Al hablar luego de la obra de reforma que lleva a cabo el Santo Padre en la Iglesia, el Cardenal Bagnasco indica que el Papa "llama a todos los católicos a una obra de autorreforma y pide a toda la Iglesia a seguir un camino de purificación. Esta indicación es sin duda una provocación no sólo para el mundo eclesial, sino para la misma sociedad civil".

"Esa línea de marcha no es sólo ‘espiritualista’, como afirma alguno, al contrario, celebra una inmensa fuerza renovadora, una fuerza concreta y de acción que la historia ya conoce.
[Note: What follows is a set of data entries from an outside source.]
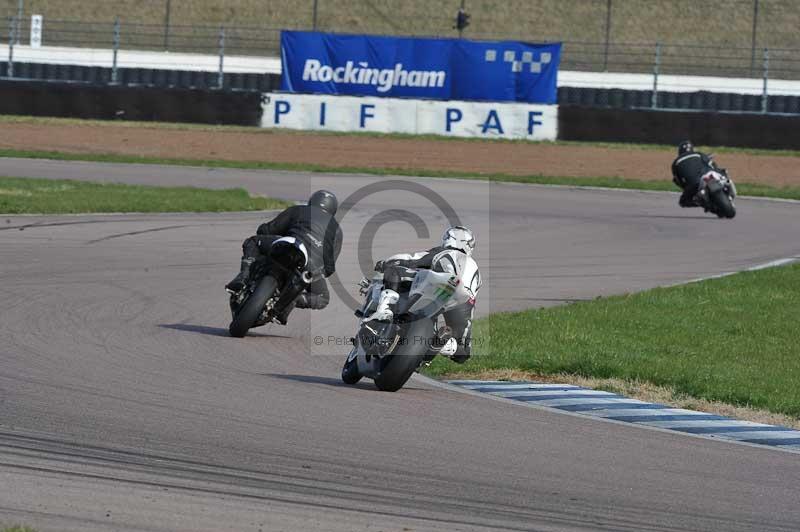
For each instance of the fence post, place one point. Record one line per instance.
(221, 74)
(753, 38)
(656, 68)
(314, 16)
(115, 51)
(764, 94)
(608, 35)
(167, 12)
(11, 38)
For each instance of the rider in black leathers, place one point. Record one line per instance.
(314, 225)
(688, 169)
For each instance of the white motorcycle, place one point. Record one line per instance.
(388, 352)
(717, 193)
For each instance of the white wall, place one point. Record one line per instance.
(272, 65)
(419, 117)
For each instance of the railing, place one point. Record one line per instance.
(656, 60)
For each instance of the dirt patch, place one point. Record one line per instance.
(355, 151)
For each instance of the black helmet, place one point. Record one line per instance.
(324, 200)
(685, 147)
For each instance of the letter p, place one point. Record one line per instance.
(453, 115)
(282, 107)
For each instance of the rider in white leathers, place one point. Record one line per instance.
(453, 256)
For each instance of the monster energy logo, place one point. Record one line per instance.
(444, 291)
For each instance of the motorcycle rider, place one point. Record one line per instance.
(458, 242)
(687, 172)
(314, 225)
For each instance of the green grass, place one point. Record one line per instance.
(745, 189)
(727, 23)
(47, 196)
(732, 340)
(133, 124)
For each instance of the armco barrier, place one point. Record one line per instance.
(142, 77)
(130, 103)
(670, 127)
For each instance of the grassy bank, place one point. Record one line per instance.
(731, 340)
(47, 196)
(744, 189)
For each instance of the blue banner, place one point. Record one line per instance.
(404, 67)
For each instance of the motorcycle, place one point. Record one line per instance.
(717, 193)
(390, 352)
(274, 285)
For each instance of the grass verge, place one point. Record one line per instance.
(47, 196)
(745, 189)
(183, 126)
(731, 340)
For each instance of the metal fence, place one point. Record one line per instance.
(170, 24)
(597, 56)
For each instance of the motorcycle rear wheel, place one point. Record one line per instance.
(250, 311)
(350, 374)
(724, 206)
(407, 356)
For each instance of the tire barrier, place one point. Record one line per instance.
(111, 102)
(670, 127)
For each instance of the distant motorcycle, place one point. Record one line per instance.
(274, 284)
(717, 193)
(390, 352)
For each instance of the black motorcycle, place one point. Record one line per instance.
(275, 282)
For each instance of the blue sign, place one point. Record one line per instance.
(440, 69)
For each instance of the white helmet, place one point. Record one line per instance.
(459, 237)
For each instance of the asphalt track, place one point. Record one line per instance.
(124, 405)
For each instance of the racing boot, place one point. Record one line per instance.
(240, 281)
(384, 312)
(283, 316)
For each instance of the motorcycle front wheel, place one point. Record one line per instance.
(350, 373)
(251, 309)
En una etapa en la que tendencialmente todos buscan defenderse a sí mismos y, ante la posibilidad de denigrar a otros, el Papa invita a poner el pecho y a no mirar las culpas de los otros, llamando a poner la conciencia individual al frente para que ante Dios cada uno se reconozca en la verdad".

Luego de explicar que es cierto que las insidias más grandes en la Iglesia, como dijera el Papa hace unos días, no vienen de fuera sino de dentro, el Arzobispo se refirió a la importancia de contar con políticos católicos, también en Italia que trabajen por el bien común.

En la parte final de la entrevista el Cardenal habla sobre los frutos del Año Sacerdotal querido por el Papa Benedicto XVI y que concluyó con una gran reunión de presbíteros que junto al Santo Padre reflexionaron sobre la identidad del sacerdote y su misión.

"El Año Sacerdotal –dijo– ha sido por voluntad de Benedicto XVI, una ocasión extraordinaria para redescubrir la belleza, la alegría y la responsabilidad del sacerdocio y del ministerio pastoral. Y también para recordar la santidad que exige".

"La vocación sacerdotal es de hecho un don inestimable que no cancela la conciencia de los límites humanos, pero exalta la opción del Señor Jesús, que se hace cercano a cada hombre a través del servicio discreto y fiel de tantos párrocos y sacerdotes, y estos, a través del Evangelio y los sacramentos, abren el mundo a Dios y hacen más humano nuestro territorio", resaltó el Cardenal Bagnasco.